If you've seen any of the ABC's War on Waste episodes, you'd be familiar with the incredibly concerning amounts of rubbish and materials going into landfill every day in Australia. If you haven't, we highly recommend doing so straight after you finish reading this interview. It's not an issue we can face alone, but it is one that our everyday actions have the power to change.

We spoke to Author of The Ocean and Me, Georgia, about the ups and downs and ins and outs of her zero-waste lifestyle. 

Where did your zero waste journey begin?

My zero waste journey began just over 3 years ago when I watched The Story of Stuff on YouTube. It made me really think about the origin of all the stuff we have in our lives and the environmental consequences before and after we use them. From there I became a more conscious consumer and I found out about Lauren Singer of Trash is for Tossers. That was all the push I needed to try to live a zero waste lifestyle.

How have you found trying to live with zero or little waste?

Going zero waste is a continuous journey. Some switches I found really easy (like always carrying reusable bags with me and using a reusable water bottle) whereas others it took me a long time to work up to them (such as using a handkerchief or a safety razor). So far though, for each zero waste switch I’ve made, I’ve never looked back and they end up being much easier than I made them out to be in my head!

What are some easy fixes that you believe everyone can change right now?

Getting rid of the big four plastic disposables in our life is something everyone can start today. Say no to plastic bags; carry reusable ones. Ask for your drinks without a straw. Refuse bottled water; carry a reusable water bottle. Ditch takeaway coffee cups; choose a reusable option.

A less obvious one that people seem to overlook but I’ve found very easy to implement is avoiding produce bags. Your fruit and veg will be fine without a bag at all - especially in these days of self-service checkouts, it’s just you who has to deal with the loose produce. Alternatively, you can get reusable mesh bags too and they are so compact they can easily fit in that reusable bag you’re already carrying around.

Have you had to completely give up anything going zero or little waste?

For most things, there are zero waste alternatives if you look hard enough. Depending on where I’m living in the world though it’s not so easy. When I lived in Mexico I just had to give up chocolate completely as there were no bulk food stores where I lived - although I found I didn’t end up missing it too much. Nothing else springs to mind, I still buy a few packaged items as there are things I’m not ready to give up completely and it’s important that this lifestyle doesn’t feel like a sacrifice or it won't be sustainable.

What have you learned on your zero waste journey so far?

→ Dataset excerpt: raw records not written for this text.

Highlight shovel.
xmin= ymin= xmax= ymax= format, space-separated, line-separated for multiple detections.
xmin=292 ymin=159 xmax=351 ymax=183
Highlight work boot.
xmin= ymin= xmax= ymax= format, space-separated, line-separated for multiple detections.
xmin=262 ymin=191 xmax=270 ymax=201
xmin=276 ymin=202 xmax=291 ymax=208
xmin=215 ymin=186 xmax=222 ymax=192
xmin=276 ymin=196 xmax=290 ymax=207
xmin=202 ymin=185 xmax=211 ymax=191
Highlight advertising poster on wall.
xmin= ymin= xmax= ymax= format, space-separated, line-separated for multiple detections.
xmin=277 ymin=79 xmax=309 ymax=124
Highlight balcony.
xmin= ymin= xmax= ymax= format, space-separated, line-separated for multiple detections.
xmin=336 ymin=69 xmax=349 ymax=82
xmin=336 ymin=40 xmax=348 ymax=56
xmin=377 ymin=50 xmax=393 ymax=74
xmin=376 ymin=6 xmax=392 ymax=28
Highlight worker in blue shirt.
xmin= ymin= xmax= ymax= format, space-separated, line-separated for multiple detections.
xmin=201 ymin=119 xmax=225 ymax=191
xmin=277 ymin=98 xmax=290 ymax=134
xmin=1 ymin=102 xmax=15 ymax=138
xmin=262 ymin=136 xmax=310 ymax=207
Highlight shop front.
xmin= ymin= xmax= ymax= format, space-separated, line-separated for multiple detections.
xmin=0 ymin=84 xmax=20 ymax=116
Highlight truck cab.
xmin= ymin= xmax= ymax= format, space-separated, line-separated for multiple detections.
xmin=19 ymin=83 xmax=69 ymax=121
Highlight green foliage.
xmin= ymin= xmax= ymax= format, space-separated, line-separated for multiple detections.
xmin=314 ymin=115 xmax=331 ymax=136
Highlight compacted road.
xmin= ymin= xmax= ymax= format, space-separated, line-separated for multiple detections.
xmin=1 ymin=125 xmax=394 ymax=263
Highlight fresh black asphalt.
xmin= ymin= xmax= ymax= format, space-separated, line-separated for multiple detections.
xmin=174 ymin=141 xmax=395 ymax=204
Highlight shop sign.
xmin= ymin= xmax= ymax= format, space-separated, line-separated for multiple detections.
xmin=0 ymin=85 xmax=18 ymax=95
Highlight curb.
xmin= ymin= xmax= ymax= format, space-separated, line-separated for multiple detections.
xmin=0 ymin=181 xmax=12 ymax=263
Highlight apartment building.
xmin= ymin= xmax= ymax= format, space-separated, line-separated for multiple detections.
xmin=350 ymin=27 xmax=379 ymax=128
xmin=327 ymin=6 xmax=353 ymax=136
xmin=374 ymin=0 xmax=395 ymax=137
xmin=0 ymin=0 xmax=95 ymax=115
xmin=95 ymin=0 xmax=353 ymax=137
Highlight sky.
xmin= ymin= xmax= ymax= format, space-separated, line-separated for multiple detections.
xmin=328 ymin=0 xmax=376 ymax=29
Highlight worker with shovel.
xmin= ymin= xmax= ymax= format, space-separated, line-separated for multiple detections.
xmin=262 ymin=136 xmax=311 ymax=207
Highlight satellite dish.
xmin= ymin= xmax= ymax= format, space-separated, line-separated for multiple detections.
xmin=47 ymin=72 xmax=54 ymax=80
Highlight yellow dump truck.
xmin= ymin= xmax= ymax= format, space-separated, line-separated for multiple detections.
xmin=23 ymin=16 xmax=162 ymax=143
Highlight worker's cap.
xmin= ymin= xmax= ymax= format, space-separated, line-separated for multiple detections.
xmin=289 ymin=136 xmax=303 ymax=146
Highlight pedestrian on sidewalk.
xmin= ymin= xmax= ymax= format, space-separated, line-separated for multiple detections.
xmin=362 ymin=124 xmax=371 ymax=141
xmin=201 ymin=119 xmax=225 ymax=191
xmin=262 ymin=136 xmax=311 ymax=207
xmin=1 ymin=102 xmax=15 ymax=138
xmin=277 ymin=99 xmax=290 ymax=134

This journey is full of constant lessons and a bombardment of new information every day. But the overarching principle I’ve adopted is to always think critically about any item you’re going to consume - we can’t just take for granted what marketing messages we are fed by sellers, we need to analyse what has its impact already been on the environment and whether we really need it or not.

Another important lesson I’ve learned is how well we can live with much less than we’re told we “need”. The current capitalist economy is built on the notion of continuous consumption so to defy that means turning an underlying rule of current society on its head and that’s not always accepted by others. With that, has come the most unexpected challenge throughout my journey - when other people have taken offence to the lifestyle I lead as an affront to societal norms. I like to lead by example and rarely preach about zero waste, yet you still get the odd person who wants to take a stab at the lifestyle I’ve chosen for myself.

Another challenge has been to avoid comparison, which applies to everything in life, not just living a zero waste lifestyle! Everyone has their limit to what they are happy to give up or switch out in a zero waste life, and if you end up with things in your rubbish bin or more recycling than you’d ideally have, it’s really not the end of the world. It’s about progress, not perfection.

Why do you think more people should try this lifestyle?

The immediate appeal for me to the zero-waste lifestyle was that it’s something an individual can start to implement straight away to reduce their impact on the environment. To me, that is very empowering. We may not be able to single-handedly stop the Adani coal mine or oil drilling in the Arctic, but we can refuse single-use plastic, we can buy our produce unpackaged from the local farmer's markets, we can shop second-hand and we can walk up to the shops rather than hop in the car. All of these positive actions, when carried out by millions around the world, are bound to have a positive effect on our planet.

I like to think that by others seeing my zero waste lifestyle in action (and how easy it can be) is how others around me are inspired to begin their own journey. Whenever I get a quizzical look for something I simply explain with a smile that I’m doing it because I’m trying to reduce my resource or plastic consumption for the environment. If they seem interested, I elaborate.

It always brings a smile to my face when I hear a friend or, even better, a friend of a friend change their plastic consumption or other habits for the better because my lifestyle got them thinking about it. I really believe in the ripple effect and I’m sure in the next decade there will be huge changes in the design of products and re-thinking of consumption that will promote and facilitate the zero waste lifestyle.